Brickworks (BKW) M&A Announcement summary
Event summary combining transcript, slides, and related documents.
M&A Announcement summary
21 Nov, 2025Deal rationale and strategic fit
Merger creates a leading, simplified, and more investable ASX-listed company by removing a 56-year cross-shareholding, increasing free float and liquidity.
The new entity, TopCo, will have a diversified portfolio across asset classes, including private equity, property, building products, and credit.
Shareholders gain exposure to a high-quality, diversified portfolio and benefit from enhanced capital allocation and governance.
The merger is expected to be accretive to net asset value and cash flow per share, providing cyclical protection and strong cash generation.
Both boards and independent directors unanimously recommend the merger, citing value creation, increased scale, and enduring shareholder value.
Financial terms and conditions
Soul Pattinson shareholders receive 1 TopCo share per share; Brickworks shareholders receive 0.82 TopCo shares per share.
Brickworks shareholders receive a 10.1% premium to last close, 11.9% to one-month VWAP, and 21.9% to three-month VWAP; implied value per share is $30.28.

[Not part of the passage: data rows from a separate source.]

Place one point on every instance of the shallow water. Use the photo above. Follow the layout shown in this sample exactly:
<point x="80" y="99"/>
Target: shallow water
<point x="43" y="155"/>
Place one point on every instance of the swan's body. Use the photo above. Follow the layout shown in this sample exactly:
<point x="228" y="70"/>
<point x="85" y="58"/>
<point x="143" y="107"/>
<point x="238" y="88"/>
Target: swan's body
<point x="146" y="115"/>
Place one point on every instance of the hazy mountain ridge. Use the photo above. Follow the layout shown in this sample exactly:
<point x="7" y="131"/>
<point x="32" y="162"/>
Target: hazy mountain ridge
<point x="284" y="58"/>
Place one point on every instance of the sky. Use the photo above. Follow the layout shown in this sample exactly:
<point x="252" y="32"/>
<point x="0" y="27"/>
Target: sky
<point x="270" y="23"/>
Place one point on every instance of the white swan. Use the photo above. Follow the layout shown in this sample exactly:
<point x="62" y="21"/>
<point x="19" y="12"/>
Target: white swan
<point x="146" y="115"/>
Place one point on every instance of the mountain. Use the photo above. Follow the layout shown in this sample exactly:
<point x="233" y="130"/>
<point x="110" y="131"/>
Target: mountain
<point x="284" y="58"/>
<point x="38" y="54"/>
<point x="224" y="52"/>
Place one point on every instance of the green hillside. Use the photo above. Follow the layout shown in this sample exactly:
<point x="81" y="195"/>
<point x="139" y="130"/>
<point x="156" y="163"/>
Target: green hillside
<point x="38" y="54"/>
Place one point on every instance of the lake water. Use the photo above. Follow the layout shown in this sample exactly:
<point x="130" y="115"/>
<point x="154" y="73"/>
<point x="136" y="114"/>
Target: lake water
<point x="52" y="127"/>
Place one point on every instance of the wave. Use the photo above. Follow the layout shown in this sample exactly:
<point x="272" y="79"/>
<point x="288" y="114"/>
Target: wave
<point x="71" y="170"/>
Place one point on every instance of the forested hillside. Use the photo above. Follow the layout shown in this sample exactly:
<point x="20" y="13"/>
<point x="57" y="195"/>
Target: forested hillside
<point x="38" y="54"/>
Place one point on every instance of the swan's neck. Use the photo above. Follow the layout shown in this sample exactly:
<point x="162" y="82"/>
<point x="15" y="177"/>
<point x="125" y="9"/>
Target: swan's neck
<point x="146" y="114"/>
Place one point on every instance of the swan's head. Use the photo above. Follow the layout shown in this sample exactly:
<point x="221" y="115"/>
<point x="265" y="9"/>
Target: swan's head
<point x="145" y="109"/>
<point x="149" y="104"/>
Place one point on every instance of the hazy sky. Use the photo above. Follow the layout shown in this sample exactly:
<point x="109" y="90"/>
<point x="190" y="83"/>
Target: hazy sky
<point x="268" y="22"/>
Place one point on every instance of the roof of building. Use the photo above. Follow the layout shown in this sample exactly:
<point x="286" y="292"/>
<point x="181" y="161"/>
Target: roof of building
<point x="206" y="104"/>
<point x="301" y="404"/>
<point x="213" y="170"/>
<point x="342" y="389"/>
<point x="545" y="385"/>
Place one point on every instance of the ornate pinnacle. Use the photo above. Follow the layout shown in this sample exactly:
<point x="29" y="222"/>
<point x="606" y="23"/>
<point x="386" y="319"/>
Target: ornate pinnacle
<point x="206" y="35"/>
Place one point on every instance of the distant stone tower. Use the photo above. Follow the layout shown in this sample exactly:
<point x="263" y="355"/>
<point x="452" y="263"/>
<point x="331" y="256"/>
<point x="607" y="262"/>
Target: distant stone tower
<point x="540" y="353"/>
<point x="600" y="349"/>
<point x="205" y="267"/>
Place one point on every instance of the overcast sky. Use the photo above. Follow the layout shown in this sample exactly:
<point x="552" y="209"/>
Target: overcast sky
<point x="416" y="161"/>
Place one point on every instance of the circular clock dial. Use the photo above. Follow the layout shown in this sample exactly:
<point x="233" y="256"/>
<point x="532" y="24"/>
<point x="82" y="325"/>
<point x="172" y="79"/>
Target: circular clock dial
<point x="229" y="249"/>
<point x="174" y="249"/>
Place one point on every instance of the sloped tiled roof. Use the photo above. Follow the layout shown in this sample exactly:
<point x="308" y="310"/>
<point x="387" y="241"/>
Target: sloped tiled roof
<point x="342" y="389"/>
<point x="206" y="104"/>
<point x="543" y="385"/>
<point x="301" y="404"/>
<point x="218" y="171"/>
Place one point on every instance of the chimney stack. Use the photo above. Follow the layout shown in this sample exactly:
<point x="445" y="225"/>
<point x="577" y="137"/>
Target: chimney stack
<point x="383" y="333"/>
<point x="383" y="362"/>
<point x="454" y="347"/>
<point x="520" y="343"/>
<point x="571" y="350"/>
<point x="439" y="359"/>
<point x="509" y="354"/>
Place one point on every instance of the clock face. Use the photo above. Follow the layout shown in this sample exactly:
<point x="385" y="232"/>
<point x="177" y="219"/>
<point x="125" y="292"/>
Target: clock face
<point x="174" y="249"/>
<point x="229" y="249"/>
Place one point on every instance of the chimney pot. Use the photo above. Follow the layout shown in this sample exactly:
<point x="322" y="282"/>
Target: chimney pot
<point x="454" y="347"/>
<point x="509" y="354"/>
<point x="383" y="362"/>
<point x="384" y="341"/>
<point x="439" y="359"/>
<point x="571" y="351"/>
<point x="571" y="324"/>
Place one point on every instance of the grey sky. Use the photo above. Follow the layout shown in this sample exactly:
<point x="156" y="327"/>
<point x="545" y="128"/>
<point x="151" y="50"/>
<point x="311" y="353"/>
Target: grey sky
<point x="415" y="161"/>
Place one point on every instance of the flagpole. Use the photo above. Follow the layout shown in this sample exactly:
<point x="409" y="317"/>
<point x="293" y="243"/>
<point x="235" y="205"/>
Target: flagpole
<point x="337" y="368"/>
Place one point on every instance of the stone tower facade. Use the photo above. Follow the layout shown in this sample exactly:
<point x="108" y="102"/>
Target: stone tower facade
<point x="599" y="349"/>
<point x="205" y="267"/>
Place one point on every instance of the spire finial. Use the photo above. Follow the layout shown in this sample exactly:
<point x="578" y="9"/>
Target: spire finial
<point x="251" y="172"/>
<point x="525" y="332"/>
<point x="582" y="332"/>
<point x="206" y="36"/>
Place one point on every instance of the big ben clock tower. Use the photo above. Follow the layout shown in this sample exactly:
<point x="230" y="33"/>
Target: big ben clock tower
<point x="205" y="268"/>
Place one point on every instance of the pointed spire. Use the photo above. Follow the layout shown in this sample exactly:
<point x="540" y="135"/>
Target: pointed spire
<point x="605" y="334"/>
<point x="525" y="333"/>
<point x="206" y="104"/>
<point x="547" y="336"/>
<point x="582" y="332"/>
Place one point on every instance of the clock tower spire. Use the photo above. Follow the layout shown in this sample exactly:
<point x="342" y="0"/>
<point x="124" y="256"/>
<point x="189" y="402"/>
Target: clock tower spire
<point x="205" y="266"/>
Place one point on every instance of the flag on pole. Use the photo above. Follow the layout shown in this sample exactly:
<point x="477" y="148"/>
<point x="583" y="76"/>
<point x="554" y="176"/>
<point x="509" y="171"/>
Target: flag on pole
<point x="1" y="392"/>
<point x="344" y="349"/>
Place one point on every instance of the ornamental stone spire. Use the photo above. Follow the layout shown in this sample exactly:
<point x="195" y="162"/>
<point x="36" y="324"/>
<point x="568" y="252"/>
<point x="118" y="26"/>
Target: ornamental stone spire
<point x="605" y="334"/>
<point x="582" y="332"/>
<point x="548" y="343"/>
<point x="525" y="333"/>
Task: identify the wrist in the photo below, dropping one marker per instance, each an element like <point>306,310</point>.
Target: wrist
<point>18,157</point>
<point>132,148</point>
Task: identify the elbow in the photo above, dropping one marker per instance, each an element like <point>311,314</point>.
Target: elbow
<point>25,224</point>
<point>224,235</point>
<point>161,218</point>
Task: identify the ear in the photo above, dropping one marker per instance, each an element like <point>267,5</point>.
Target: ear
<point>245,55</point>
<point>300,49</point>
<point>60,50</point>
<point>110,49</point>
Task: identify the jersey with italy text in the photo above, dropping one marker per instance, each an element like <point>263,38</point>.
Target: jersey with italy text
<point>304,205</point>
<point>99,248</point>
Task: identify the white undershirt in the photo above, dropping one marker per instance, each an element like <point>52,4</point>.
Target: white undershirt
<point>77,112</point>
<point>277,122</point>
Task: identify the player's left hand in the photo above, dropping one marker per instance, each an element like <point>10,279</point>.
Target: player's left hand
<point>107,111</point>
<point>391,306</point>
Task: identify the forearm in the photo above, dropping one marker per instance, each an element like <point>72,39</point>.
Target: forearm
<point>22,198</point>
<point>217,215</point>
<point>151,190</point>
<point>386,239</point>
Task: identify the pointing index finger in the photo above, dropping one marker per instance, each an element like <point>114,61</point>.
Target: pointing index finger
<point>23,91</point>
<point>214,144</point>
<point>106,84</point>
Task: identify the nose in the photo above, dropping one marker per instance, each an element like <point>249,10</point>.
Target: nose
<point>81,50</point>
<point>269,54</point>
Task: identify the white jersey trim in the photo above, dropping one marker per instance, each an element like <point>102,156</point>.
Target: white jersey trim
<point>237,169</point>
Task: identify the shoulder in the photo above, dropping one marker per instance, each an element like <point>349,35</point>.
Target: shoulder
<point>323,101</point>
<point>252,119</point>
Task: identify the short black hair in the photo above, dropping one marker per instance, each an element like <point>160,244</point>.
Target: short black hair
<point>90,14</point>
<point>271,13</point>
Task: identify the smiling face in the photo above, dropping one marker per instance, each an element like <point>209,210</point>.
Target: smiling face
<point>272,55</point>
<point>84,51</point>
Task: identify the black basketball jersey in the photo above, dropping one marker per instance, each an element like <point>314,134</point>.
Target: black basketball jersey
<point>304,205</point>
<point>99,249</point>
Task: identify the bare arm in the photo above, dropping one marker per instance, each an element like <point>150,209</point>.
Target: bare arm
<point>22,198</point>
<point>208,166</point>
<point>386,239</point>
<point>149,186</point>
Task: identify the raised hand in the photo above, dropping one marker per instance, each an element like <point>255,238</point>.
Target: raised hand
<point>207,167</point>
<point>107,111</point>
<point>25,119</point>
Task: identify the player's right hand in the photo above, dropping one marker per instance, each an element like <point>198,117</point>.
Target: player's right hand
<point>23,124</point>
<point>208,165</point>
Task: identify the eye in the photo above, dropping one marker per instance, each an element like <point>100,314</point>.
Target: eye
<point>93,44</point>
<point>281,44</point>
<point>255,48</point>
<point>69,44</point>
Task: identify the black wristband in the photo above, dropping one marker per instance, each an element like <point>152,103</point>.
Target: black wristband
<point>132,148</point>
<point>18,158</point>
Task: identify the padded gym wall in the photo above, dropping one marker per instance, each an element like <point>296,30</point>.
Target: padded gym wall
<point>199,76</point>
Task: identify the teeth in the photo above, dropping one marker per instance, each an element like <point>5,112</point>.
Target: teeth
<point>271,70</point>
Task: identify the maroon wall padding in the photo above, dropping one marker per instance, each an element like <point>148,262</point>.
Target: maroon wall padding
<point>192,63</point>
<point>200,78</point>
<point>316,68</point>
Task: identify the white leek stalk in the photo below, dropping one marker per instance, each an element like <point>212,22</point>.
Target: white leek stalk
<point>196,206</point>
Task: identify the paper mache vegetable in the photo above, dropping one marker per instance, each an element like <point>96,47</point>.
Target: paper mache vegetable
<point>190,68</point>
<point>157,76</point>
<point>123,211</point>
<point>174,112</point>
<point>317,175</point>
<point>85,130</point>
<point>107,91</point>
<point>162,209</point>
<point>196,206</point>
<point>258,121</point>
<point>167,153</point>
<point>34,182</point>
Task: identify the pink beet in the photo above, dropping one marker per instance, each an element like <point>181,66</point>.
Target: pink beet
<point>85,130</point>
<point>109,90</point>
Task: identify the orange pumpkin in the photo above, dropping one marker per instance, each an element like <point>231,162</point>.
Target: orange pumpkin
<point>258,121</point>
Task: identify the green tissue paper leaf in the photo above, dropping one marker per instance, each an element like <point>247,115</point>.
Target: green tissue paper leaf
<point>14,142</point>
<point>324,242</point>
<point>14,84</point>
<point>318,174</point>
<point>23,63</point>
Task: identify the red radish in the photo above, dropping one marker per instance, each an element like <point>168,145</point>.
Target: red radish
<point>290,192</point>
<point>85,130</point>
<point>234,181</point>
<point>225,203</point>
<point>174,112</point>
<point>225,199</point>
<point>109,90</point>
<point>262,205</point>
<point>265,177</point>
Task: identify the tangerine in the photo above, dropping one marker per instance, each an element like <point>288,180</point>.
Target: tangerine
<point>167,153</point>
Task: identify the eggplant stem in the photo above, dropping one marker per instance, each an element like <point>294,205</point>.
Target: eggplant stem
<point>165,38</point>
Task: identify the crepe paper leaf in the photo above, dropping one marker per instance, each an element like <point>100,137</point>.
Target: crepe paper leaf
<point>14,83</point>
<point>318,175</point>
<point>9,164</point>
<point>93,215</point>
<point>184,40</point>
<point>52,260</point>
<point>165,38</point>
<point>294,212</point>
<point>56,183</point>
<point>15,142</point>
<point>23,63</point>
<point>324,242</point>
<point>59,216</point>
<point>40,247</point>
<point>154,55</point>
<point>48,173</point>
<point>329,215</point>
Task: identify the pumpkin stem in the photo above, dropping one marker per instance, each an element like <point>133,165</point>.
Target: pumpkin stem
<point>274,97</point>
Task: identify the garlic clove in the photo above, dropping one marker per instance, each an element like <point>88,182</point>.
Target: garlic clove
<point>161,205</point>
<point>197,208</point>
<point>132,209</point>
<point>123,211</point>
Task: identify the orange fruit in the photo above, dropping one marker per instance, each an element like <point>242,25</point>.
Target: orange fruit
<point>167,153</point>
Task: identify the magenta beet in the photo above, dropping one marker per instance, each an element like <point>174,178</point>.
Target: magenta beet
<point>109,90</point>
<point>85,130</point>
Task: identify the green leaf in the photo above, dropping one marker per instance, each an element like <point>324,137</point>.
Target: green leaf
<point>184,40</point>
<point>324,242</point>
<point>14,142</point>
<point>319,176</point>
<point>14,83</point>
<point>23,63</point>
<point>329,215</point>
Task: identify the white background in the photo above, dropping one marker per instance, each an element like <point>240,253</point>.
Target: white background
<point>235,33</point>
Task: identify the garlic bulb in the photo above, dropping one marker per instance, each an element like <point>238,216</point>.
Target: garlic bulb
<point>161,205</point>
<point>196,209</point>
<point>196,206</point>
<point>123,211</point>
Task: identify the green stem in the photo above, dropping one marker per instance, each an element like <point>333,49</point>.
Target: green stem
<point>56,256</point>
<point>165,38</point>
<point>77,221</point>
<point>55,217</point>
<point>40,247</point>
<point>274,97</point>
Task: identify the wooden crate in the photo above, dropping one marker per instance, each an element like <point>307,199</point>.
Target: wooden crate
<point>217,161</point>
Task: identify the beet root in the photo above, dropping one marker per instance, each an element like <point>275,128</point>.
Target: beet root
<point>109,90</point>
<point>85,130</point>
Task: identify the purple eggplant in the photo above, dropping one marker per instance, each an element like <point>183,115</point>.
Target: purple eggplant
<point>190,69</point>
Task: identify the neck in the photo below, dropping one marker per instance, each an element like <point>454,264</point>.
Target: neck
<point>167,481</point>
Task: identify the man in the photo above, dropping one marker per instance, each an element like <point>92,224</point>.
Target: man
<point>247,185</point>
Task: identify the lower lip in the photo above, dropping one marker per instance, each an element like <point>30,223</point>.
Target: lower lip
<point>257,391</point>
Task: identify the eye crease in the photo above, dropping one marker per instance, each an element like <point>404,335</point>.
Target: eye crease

Pro forma net asset value is AUD 13.1 billion, market cap AUD 14 billion, and free float AUD 12.6 billion.
At least 34 million new TopCo shares to be issued, with $550 million in commitments and a total raise of at least $1.25 billion.
Transaction costs, including stamp duty, are estimated at around AUD 250 million.
Synergies and expected cost savings
The merger is expected to deliver NAV and cash flow accretion per share for both sets of shareholders.
Some cost savings expected from eliminating duplicate listing costs, but synergies are not a major driver.
Shareholders gain greater diversification, financial flexibility, and access to a broader investment pipeline.